Equipment for this recipe
Top-rated tools to make this recipe successfully.
Frequently asked questions
How long does Sustainable Carbonade Flamande with Local Mushrooms take to make?
Total time is about 140 minutes (20 min prep + 120 min cook). Most home cooks find this fits comfortably into a weeknight; double the batch on Sunday for two dinners.
How do I store leftover Sustainable Carbonade Flamande with Local Mushrooms?
Cool to room temperature within 2 hours, then store in an airtight container in the fridge for up to 4 days. Reheat covered in a 350°F oven for 10-12 minutes, or microwave at 70% power in 60-second bursts to keep belgian dark beer from drying out.
Can I substitute ingredients in Sustainable Carbonade Flamande with Local Mushrooms?
Yes — most ingredients in this recipe have flexible swaps. For oil, use any neutral high-smoke-point oil (avocado, grapeseed, refined coconut). For aromatics, dried herbs at ⅓ the volume of fresh work in a pinch. The full ingredient list is shoppable on Instacart so you can see substitutes in real time.
How do I scale Sustainable Carbonade Flamande with Local Mushrooms for a different number of people?

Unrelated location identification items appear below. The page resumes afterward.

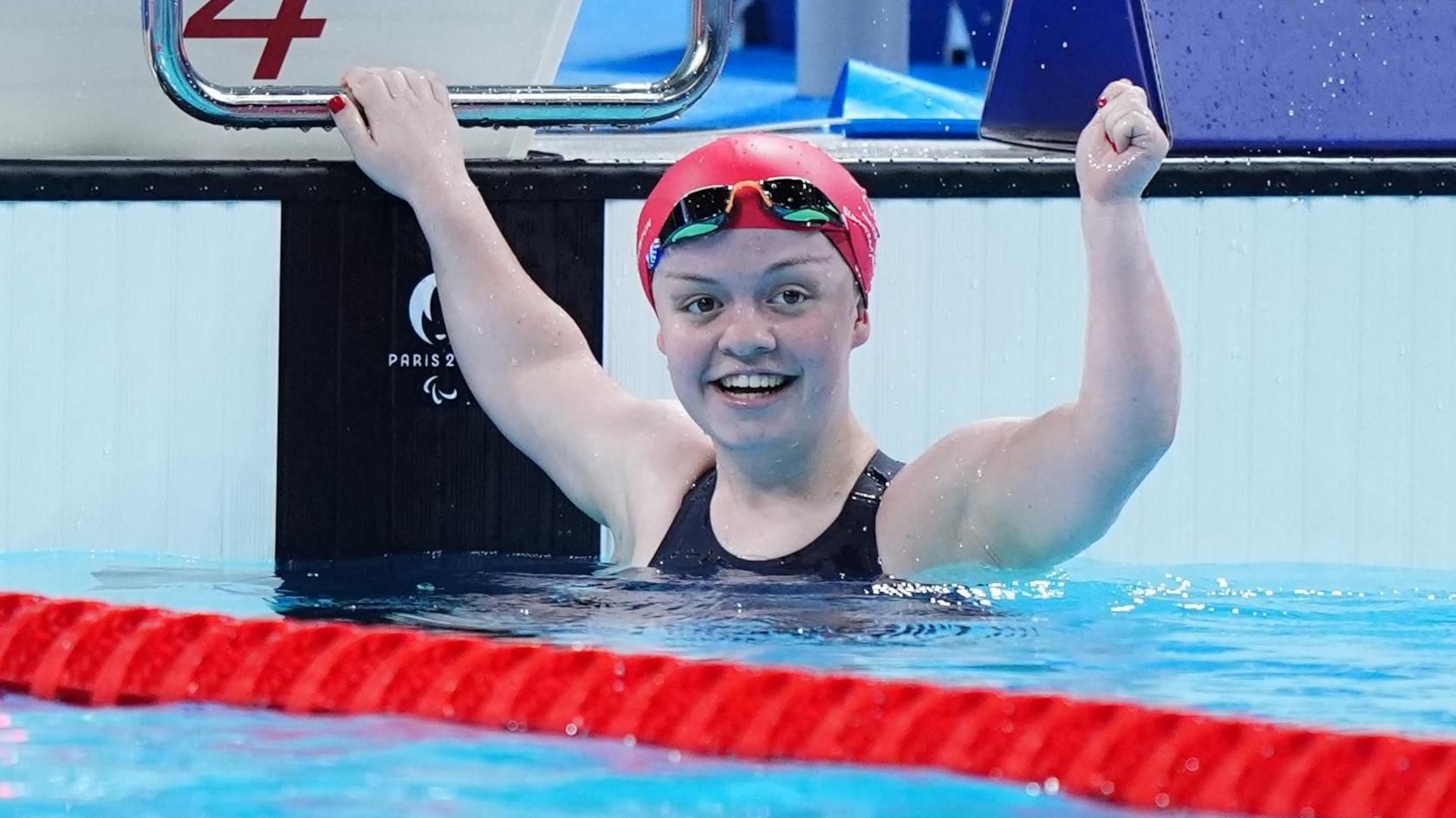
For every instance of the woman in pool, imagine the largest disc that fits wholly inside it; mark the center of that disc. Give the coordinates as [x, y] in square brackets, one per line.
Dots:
[757, 254]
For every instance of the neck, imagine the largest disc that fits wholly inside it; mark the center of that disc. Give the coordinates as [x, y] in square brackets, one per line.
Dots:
[809, 469]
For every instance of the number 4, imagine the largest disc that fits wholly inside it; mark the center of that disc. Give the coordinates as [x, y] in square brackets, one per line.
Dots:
[278, 32]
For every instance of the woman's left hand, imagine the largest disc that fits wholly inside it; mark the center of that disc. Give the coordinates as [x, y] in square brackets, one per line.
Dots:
[1121, 147]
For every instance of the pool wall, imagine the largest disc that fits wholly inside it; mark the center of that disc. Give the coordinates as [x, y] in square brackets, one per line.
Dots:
[242, 361]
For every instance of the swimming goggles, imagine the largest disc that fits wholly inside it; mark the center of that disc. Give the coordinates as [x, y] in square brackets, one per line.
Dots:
[706, 210]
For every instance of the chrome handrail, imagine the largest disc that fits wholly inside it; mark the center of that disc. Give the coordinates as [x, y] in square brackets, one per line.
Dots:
[304, 107]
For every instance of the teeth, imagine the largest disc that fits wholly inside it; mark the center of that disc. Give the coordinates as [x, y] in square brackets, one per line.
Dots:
[753, 381]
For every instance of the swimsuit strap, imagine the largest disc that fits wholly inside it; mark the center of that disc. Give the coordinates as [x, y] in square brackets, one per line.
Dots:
[846, 549]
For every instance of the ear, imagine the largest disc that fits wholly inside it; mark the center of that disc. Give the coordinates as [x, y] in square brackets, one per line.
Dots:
[861, 332]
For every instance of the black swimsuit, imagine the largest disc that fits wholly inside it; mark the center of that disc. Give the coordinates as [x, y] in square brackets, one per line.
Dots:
[845, 550]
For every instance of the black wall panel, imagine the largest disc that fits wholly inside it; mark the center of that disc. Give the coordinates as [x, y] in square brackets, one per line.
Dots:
[382, 449]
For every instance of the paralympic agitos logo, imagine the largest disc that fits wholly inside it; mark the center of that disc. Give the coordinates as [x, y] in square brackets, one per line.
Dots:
[437, 360]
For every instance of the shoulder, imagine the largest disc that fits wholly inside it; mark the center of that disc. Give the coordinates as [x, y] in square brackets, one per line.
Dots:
[657, 481]
[925, 513]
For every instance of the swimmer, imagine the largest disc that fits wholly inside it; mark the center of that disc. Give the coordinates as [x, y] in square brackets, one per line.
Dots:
[757, 254]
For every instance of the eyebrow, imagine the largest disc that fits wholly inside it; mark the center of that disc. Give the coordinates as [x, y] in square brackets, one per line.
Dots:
[775, 267]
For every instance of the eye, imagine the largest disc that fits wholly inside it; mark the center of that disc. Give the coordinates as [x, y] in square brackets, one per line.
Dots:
[700, 304]
[791, 297]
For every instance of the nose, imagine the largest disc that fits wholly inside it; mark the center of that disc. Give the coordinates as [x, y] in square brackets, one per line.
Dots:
[746, 335]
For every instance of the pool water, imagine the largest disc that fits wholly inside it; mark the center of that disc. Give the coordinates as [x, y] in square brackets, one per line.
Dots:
[1370, 649]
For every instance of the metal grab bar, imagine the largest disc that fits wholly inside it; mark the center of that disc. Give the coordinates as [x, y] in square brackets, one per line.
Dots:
[304, 107]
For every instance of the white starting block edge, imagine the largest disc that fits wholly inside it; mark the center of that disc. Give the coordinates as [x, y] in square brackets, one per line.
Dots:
[77, 83]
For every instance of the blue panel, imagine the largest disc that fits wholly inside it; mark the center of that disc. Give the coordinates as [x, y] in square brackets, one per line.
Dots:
[1053, 60]
[1333, 75]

The recipe is written for 4 servings. Multiply each ingredient by (your serving target / 4). Cook time stays roughly the same up to 2x; for 3-4x batches, switch from a skillet to a sheet pan or stockpot so the food isn't crowded — overcrowding steams instead of browns.
What goes well with Sustainable Carbonade Flamande with Local Mushrooms?

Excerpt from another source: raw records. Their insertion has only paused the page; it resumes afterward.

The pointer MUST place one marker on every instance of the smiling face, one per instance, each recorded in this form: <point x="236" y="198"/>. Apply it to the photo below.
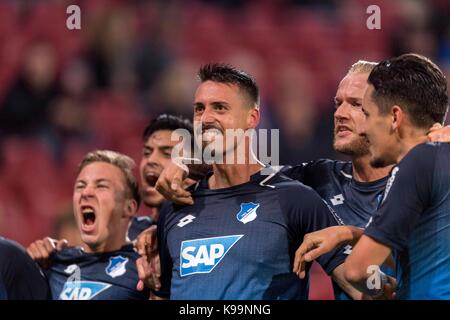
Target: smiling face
<point x="348" y="117"/>
<point x="102" y="206"/>
<point x="155" y="157"/>
<point x="218" y="107"/>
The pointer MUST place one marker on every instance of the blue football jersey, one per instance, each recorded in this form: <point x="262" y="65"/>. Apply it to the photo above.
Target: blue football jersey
<point x="414" y="220"/>
<point x="137" y="225"/>
<point x="239" y="242"/>
<point x="77" y="275"/>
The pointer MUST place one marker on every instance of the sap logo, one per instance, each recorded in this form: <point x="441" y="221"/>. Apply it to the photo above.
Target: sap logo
<point x="116" y="266"/>
<point x="389" y="183"/>
<point x="203" y="255"/>
<point x="348" y="249"/>
<point x="337" y="200"/>
<point x="247" y="212"/>
<point x="82" y="290"/>
<point x="186" y="220"/>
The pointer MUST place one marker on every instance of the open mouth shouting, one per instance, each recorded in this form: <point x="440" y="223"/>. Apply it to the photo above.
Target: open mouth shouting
<point x="342" y="131"/>
<point x="88" y="218"/>
<point x="151" y="178"/>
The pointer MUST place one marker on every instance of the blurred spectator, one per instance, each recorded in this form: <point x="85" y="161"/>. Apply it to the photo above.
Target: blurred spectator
<point x="65" y="227"/>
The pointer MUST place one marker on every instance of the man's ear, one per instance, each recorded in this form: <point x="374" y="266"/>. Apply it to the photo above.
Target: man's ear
<point x="398" y="117"/>
<point x="253" y="117"/>
<point x="130" y="208"/>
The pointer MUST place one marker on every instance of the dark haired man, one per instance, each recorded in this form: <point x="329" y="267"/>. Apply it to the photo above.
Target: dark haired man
<point x="352" y="188"/>
<point x="20" y="277"/>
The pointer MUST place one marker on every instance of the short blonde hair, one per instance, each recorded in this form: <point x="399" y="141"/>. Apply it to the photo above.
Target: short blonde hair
<point x="121" y="161"/>
<point x="362" y="66"/>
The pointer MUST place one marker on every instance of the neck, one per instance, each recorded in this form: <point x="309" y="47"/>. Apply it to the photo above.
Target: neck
<point x="155" y="213"/>
<point x="364" y="172"/>
<point x="228" y="175"/>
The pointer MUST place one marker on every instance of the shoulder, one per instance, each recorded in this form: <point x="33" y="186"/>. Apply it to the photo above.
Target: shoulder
<point x="9" y="248"/>
<point x="69" y="253"/>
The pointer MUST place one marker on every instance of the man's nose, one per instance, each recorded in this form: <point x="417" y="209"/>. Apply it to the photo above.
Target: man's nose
<point x="87" y="191"/>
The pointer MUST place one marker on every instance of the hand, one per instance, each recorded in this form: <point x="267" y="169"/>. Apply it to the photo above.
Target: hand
<point x="316" y="244"/>
<point x="170" y="185"/>
<point x="41" y="250"/>
<point x="438" y="133"/>
<point x="148" y="265"/>
<point x="146" y="243"/>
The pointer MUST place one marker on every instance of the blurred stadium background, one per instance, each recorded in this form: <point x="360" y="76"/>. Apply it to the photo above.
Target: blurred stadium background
<point x="64" y="93"/>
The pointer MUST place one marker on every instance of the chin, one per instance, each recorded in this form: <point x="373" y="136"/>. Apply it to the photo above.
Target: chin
<point x="379" y="162"/>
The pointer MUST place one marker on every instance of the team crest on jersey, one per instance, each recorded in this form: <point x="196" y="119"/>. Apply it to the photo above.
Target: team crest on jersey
<point x="247" y="212"/>
<point x="116" y="266"/>
<point x="203" y="255"/>
<point x="82" y="290"/>
<point x="389" y="183"/>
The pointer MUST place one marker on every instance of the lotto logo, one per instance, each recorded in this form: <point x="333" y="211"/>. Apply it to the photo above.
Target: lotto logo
<point x="203" y="255"/>
<point x="82" y="290"/>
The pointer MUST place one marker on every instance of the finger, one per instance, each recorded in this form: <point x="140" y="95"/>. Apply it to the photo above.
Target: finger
<point x="140" y="286"/>
<point x="141" y="243"/>
<point x="163" y="186"/>
<point x="152" y="242"/>
<point x="315" y="253"/>
<point x="141" y="268"/>
<point x="49" y="245"/>
<point x="299" y="256"/>
<point x="181" y="193"/>
<point x="182" y="200"/>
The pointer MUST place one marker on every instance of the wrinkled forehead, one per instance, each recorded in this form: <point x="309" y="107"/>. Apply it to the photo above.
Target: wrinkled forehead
<point x="99" y="170"/>
<point x="162" y="138"/>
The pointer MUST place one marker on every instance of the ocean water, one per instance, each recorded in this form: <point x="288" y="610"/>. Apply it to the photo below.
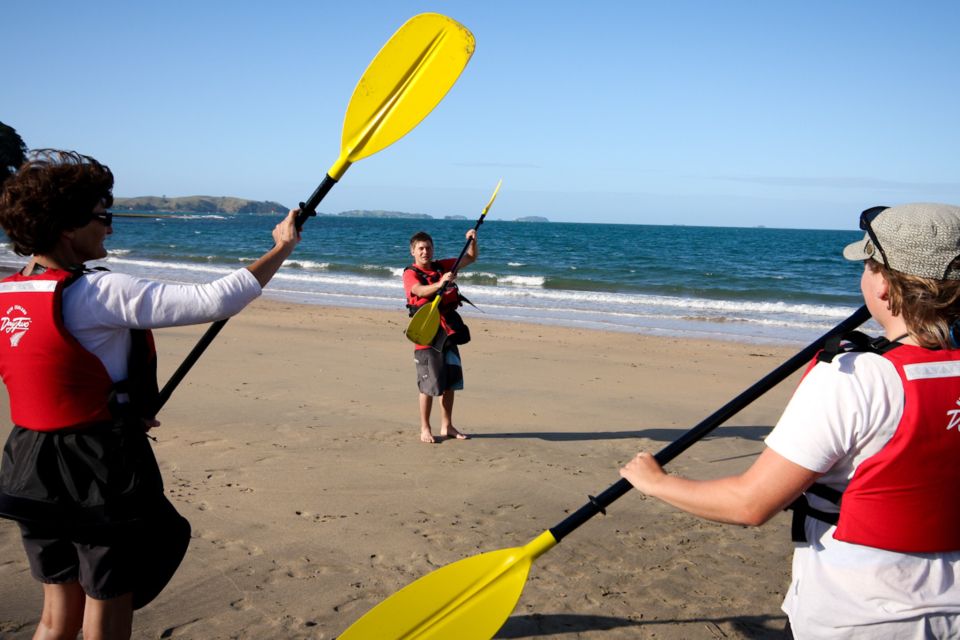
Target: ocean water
<point x="756" y="285"/>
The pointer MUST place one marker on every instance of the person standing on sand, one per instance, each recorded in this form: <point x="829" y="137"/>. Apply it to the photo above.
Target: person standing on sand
<point x="876" y="423"/>
<point x="76" y="355"/>
<point x="439" y="368"/>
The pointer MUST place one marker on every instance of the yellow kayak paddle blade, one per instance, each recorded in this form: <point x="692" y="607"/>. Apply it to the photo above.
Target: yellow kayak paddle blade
<point x="467" y="600"/>
<point x="409" y="76"/>
<point x="425" y="323"/>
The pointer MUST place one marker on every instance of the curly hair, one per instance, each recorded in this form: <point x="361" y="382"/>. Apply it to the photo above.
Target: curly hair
<point x="928" y="307"/>
<point x="52" y="192"/>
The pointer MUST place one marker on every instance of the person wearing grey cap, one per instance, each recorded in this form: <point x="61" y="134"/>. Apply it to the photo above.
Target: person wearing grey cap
<point x="873" y="427"/>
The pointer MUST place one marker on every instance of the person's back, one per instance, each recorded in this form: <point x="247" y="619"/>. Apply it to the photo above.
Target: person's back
<point x="865" y="452"/>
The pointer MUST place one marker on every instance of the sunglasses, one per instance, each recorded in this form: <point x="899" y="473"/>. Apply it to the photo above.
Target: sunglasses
<point x="866" y="218"/>
<point x="105" y="218"/>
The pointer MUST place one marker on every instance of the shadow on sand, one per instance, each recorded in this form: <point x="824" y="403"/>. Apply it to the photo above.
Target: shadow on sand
<point x="531" y="626"/>
<point x="756" y="434"/>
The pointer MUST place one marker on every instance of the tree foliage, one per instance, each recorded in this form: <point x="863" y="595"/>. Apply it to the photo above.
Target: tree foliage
<point x="12" y="151"/>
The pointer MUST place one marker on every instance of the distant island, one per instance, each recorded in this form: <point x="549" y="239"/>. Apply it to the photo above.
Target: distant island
<point x="196" y="204"/>
<point x="229" y="205"/>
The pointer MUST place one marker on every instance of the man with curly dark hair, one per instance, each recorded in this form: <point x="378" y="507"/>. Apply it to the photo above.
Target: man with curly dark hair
<point x="76" y="355"/>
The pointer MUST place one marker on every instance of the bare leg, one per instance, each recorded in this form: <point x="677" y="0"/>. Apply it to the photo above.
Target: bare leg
<point x="447" y="429"/>
<point x="108" y="619"/>
<point x="426" y="406"/>
<point x="62" y="614"/>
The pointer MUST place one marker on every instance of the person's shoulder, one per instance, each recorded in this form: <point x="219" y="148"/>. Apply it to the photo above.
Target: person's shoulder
<point x="861" y="369"/>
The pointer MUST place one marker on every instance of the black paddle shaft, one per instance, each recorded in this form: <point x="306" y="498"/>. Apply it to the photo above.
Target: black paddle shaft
<point x="463" y="252"/>
<point x="599" y="503"/>
<point x="307" y="209"/>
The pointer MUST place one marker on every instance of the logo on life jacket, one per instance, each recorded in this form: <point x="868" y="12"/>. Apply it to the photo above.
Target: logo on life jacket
<point x="954" y="415"/>
<point x="15" y="326"/>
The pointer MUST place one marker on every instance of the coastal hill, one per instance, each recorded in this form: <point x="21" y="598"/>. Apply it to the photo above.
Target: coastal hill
<point x="228" y="205"/>
<point x="196" y="204"/>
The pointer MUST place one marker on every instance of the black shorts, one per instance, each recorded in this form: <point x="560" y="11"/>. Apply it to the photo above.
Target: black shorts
<point x="108" y="561"/>
<point x="438" y="371"/>
<point x="91" y="509"/>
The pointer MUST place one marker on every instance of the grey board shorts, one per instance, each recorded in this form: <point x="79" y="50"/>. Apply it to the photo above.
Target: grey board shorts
<point x="438" y="371"/>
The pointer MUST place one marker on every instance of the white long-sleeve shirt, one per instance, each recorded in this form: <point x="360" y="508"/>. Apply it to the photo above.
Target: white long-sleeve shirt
<point x="101" y="307"/>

Belgian beef like this pair well with a simple grain (rice, couscous, or crusty bread), a quick salad with acid (lemon vinaigrette, pickled onions), and a pan sauce or yogurt-based dip. Tap "Plan a meal with the AI" to get specific side suggestions.
What others are saying
- ★★★★☆
Really good but took about 10 minutes longer than stated.
- ★★★★☆
Solid recipe. Not groundbreaking but definitely making it again.
- ★★★★☆
Really good but took about 10 minutes longer than stated.